Something curious is happening in Las Vegas. Long lines are snaking down the lobbies of some of the swankiest casinos on the strip, as hotel staff manually check in guests.
Call centres have ground to a halt, parking machines are down, kiosks in the sports book are incapable of taking wagers, and booking websites for some of Sin City’s most popular casinos were taken offline for an uncomfortably long time.
Social media is rife with videos of sad looking gaming floors with blank screens on slot machines, radios placed in elevators in lieu of emergency phone systems, guests complaining of key cards to rooms not working, and much, much more.
What’s behind all this chaos? It’s not a natural disaster, nor is it a power cut. The disruption has been caused by a large scale, destructive cyber-attack that appears to have crippled a huge part, if not all, of the networks belonging to MGM, the group that owns properties like the MGM Grand, Cosmopolitan and Bellagio.
Hotel guests waiting to check in at Luxor - Image credit: Las Vegas Review-Journal
The immediate impact has been enormous, and it's unclear just how difficult it has been to contain the incident. The FBI has become involved in the investigation, and the crisis has been escalated to the highest levels of state, with Nevada governor Joe Lombado coordinating with local and national law enforcement.
Some clues about the nature of the attack have been trickling out through the media. A ransomware group ALPHV, also known as BlackCat, is responsible according to a report by malware archive vx-underground, who claims that MGM, for now, is refusing to meet the gang’s demands to pay a ransom.
What is most alarming is claims that the cybercriminals practically waltzed their way into the MGMs systems, with a well-crafted phishing attack.
“All ALPHV ransomware group did to compromise MGM Resorts was hop on LinkedIn, find an employee, then call the Help Desk,” vx-underground wrote in a Twitter post.
“A company valued at $33,900,000,000 was defeated by a 10-minute conversation,” it added.
How long the disruptions will continue for, and the extent of the damage, is still unknown – but an MGM spokesperson told media that the incident was having impacts beyond Las Vegas, with the company’s locations in other states also affected.
Similarly, rumours are swirling on social media of impacted customers seeing strange transactions on their credit cards, and concerned employees wondering if they will be paid on time.
“This attack it is not surprising and could even be seen as predictable. This industry is a prime target for cybercrime, and unfortunately never really seems to improve,” says Alastair Miller, Principal Consultant at Aura Information Security, citing similar attacks on other casino groups such as major breaches in 2015 and 2016 of the Hard Rock Hotel and Casino.
Nor is this the first time MGM has faced a major cyber incident - In 2019, approximately 10 million MGM guests had their data published on a Russian hacking forum following a major breach.
“Casinos and hotels are popular targets due to large flow of people, PII (Personal Identifiable Information) and money. The industry is tied to a long history of underinvestment in cybersecurity and poorly paid employees who are untrained and don’t really care, making it a target well worth the attention of criminals.”

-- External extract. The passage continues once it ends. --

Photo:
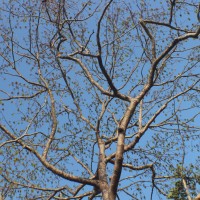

Alastair says the attack highlights the role people can play in keeping your business secure.
“Social engineering is an excellent way to get elevated privileges quite quickly. Training staff and giving them the processes to work securely are key in this area. Also paying them well so they feel motivated to actually care helps,” he adds.
So what will MGM do next?
“MGM will be concentrating on getting the cashflow services up and running. This unfortunately probably means that other systemic issues will be ignored,” says Alastair.
The disruptions will no doubt be harming the business’s bottom line. With Forbes estimating MGM’s Las Vegas Strip properties generate around $13million USD per day just from casinos and hotels, each day that services are partially down will be having a material impact on gross revenues.
Alastair says as the impacts of the cyber-attack drag on, the pressure on MGM to pay a ransom will ramp up.
“If MGM is seeing a marked decrease in cashflow due to being unable to offer numerous services, executives can quickly make a calculation on how long downtime costs exceed the value of paying a ransom.”
While it’s yet to be seen whether MGM will grow the appetite to pay its way out of its current misery, it’s worth noting that its competitor Caesar’s Entertainment this month paid a USD$15million ransom to ward off its own cyber-attack.
For now, Las Vegas appears to be limping on, as the ire of disgruntled guests echoes throughout the Strip and on social media, with no end in sight.